Author Response File: Author Response.pdf

Reviewer 3 Report

This paper uses radiometric modeling to propose optimum sequencing of olaparib in combination with 177Lu-DOTATATE for treatment of metastatic SRPR-positive neuroendocrine tumors.  This is desirable due to the current likelihood of relapse.  The end result is the proposed addition of the PARP inhibitor/trapping agent at 24 hours after administration of 177Lum in order to maximize impact on the tumor without introducing too much normal tissue damage, particularly on bone marrow and kidney.  This modeling outcome has already been used to propose a phase 1 clinical trial on the combination therapy.

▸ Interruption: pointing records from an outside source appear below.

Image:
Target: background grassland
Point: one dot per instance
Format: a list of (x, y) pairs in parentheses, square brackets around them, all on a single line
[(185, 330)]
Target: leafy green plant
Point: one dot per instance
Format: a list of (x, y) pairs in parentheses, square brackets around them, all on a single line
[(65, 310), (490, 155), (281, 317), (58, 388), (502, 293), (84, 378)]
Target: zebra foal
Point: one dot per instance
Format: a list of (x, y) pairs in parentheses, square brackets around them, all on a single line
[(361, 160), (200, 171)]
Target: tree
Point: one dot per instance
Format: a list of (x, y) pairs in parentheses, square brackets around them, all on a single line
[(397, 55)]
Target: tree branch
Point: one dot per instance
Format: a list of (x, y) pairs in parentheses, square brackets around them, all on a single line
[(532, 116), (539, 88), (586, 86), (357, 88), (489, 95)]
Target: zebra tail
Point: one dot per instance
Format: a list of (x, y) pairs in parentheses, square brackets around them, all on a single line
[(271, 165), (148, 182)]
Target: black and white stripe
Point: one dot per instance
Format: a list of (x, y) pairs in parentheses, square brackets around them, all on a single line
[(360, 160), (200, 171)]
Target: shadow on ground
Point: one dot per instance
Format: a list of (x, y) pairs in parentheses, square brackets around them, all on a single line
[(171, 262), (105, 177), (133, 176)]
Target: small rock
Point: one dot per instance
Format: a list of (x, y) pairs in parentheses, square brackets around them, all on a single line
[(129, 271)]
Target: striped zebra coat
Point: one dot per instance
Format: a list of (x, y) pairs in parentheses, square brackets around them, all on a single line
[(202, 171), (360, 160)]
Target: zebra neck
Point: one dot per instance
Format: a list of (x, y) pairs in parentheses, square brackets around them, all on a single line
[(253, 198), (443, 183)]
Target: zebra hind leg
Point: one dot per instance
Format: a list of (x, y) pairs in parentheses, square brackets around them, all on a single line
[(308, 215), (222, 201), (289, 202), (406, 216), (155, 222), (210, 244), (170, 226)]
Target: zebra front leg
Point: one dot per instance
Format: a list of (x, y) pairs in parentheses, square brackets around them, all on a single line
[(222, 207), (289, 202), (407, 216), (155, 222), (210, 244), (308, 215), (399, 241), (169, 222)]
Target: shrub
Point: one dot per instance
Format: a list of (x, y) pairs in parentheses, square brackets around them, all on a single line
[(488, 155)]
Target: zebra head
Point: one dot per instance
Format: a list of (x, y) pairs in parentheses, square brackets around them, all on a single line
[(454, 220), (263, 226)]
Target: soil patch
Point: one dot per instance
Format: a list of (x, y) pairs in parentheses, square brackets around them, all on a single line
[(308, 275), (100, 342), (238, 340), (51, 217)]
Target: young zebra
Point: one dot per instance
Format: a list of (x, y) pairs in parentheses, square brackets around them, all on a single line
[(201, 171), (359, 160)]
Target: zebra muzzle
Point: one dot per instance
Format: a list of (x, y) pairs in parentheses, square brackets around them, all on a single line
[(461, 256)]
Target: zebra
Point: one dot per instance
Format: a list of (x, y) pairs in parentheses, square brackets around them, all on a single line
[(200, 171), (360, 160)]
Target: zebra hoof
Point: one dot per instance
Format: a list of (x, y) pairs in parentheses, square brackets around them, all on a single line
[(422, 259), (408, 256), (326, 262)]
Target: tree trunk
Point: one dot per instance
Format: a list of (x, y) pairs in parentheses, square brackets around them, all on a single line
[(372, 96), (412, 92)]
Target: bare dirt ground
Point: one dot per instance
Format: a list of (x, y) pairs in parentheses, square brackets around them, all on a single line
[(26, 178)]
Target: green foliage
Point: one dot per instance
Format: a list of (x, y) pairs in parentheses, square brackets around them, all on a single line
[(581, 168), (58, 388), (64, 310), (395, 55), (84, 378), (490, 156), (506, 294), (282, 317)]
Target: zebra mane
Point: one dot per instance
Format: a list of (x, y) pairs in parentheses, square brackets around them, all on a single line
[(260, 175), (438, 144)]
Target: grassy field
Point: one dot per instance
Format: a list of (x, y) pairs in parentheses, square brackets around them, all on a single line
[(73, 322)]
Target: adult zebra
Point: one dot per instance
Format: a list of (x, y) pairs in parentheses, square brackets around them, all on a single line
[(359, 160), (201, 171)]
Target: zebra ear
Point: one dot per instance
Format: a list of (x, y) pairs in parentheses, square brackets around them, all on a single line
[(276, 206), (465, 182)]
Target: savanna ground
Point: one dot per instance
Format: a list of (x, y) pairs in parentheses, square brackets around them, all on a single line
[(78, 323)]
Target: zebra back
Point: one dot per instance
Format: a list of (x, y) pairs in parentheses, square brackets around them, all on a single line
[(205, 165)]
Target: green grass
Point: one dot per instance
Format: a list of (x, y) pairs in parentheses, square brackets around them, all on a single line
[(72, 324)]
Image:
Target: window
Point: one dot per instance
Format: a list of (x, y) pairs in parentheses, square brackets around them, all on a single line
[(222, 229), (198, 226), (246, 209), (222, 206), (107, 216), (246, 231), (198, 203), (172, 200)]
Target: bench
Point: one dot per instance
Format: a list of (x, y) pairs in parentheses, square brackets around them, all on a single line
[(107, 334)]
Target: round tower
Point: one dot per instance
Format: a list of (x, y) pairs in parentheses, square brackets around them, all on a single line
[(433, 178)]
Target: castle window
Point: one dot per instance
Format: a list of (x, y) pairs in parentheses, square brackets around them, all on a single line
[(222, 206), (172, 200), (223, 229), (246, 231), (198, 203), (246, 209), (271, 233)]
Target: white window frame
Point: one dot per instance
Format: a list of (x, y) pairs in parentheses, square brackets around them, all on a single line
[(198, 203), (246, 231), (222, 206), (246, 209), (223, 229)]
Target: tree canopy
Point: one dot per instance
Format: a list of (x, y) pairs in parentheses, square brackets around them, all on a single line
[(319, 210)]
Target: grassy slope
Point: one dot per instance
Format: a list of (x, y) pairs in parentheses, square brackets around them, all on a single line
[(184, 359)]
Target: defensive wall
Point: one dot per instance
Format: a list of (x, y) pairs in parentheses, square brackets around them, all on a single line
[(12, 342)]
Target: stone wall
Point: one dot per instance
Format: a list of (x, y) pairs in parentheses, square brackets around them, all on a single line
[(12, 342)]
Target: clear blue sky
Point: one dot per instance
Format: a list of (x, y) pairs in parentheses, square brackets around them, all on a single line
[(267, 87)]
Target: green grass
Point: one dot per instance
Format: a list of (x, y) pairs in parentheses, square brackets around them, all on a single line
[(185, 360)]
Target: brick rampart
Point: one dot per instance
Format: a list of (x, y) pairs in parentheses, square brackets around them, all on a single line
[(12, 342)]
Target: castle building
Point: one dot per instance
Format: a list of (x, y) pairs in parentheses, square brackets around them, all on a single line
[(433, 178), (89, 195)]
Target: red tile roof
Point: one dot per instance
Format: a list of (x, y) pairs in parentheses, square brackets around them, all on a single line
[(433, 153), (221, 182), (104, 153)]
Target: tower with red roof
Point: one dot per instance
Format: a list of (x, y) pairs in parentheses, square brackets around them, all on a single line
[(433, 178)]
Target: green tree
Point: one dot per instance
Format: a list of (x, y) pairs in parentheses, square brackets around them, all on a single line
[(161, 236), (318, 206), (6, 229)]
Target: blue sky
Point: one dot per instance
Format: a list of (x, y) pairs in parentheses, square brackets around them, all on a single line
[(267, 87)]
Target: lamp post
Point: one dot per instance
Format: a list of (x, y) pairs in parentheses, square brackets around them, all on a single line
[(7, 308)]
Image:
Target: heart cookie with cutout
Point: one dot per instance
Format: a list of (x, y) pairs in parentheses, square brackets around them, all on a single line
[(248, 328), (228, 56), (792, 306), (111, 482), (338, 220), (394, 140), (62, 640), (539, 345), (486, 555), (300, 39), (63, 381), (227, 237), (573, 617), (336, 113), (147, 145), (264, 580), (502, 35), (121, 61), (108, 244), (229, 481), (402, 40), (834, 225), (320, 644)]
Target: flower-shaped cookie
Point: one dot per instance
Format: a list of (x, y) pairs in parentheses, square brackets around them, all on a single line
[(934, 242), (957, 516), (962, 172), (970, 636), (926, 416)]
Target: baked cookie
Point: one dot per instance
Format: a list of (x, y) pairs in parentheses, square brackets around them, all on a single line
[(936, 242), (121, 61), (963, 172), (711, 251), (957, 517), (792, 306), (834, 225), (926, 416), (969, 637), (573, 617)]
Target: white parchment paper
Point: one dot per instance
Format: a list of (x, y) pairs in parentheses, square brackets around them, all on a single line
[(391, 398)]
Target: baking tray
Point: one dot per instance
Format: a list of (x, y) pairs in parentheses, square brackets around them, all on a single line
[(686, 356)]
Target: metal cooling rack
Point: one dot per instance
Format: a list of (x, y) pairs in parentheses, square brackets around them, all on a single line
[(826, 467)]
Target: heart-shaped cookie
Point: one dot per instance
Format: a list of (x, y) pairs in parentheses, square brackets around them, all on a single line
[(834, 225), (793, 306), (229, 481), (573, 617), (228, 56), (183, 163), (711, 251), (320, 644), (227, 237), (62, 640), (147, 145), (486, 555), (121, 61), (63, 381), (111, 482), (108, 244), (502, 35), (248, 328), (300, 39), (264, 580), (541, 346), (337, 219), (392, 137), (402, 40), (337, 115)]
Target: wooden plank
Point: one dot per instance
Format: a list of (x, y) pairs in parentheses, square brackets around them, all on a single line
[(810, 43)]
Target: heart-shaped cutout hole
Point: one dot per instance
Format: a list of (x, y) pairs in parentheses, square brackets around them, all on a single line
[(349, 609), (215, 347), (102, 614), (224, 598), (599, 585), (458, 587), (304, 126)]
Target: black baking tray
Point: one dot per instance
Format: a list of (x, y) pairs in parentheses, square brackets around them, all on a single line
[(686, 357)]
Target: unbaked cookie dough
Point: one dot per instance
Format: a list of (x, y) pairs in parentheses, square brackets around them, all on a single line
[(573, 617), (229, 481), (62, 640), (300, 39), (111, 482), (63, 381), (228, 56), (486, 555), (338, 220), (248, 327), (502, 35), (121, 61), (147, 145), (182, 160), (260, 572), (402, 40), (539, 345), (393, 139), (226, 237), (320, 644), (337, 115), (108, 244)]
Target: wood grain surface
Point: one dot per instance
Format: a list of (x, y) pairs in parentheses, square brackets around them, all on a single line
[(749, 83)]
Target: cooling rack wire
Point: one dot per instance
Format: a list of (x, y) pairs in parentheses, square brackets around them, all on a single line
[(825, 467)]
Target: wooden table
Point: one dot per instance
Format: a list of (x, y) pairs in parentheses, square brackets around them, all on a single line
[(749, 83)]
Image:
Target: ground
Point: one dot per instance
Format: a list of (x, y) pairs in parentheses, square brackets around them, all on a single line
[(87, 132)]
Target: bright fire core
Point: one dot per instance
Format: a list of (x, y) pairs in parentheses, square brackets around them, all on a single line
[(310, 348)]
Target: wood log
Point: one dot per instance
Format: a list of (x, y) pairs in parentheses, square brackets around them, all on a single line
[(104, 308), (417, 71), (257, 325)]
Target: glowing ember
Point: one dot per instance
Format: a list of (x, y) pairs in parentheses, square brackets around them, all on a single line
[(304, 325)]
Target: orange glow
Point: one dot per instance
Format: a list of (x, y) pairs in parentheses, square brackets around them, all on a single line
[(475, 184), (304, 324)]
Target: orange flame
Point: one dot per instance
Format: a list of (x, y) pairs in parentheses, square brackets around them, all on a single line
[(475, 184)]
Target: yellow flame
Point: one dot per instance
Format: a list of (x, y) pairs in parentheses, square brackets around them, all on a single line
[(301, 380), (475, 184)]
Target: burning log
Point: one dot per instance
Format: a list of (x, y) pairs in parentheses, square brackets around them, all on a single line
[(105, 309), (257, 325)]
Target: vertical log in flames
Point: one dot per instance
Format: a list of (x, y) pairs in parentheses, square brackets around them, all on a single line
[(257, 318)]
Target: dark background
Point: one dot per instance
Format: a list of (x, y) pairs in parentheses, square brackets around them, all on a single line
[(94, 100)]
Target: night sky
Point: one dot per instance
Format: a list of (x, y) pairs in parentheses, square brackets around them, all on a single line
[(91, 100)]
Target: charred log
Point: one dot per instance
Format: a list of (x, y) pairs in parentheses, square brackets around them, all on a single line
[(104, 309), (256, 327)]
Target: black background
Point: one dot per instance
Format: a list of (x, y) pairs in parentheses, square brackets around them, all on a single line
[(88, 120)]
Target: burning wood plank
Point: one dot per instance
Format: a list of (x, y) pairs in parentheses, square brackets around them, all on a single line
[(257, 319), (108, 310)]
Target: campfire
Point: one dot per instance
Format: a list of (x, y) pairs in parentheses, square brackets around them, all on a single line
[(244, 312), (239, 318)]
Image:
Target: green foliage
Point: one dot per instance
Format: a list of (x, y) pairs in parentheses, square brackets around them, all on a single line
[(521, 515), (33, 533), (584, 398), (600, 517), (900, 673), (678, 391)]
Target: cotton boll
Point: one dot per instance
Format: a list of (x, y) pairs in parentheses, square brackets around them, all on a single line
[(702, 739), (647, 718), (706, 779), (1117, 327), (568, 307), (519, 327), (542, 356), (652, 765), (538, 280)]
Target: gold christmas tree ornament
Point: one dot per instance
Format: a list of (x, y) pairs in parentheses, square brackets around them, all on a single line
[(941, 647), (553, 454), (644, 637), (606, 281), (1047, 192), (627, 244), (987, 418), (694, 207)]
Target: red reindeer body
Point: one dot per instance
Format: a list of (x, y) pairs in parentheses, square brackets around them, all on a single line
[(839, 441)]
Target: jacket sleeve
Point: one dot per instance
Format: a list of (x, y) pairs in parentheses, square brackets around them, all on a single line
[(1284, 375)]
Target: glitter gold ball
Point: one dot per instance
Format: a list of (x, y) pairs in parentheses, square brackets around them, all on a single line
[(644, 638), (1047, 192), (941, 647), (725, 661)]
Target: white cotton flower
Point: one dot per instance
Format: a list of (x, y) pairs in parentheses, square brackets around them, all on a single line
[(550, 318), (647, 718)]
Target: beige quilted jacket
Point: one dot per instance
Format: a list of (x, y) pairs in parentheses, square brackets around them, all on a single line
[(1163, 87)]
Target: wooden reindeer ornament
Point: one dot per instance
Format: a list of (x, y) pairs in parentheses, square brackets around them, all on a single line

At this point, I trust that the modeling is sufficient to optimize the therapy. The paper outlines the modeling clearly enough.  What I would like to see is a stated plan to followup as soon as possible with an assessment of the modeling based on patient data from the phase 1 trial and an indication that all  the data required to evaluate the modelling will obtained from the phase 1 trial. 

Author Response

Reviewer 3

Answer:

Thank you very much for your comment. We will follow toxicity and other clinical outcome data closely and in addition we will perform organ and tumour dosimetry to assess the trial per se and the theoretical modelling. We have added this information in the Discussion section (line 365).

Round 2

Reviewer 1 Report

The authors well respond to the issues about quantification. I understand the authors aim to answer the relationship between PARP-inhibitors and 177Lu-DOTATATE and find the optimal treatment protocol in your launched clinical trial. But, the authors should provide the launched Clinical Trial Serial Number in the manuscript to convince the readers that this “imaging-guided” dosimetry study can be useful for optimizing the treatment protocol.

Author Response

Reviewer 1:

Answer:

Thank you very much for your comment. The trial number has been added in the introduction section where the trial is mentioned (line 74). It is also mentioned in the abstract (line 33) and in the Discussion section (line 361).

Round 3

Reviewer 1 Report

Thanks for your updated information.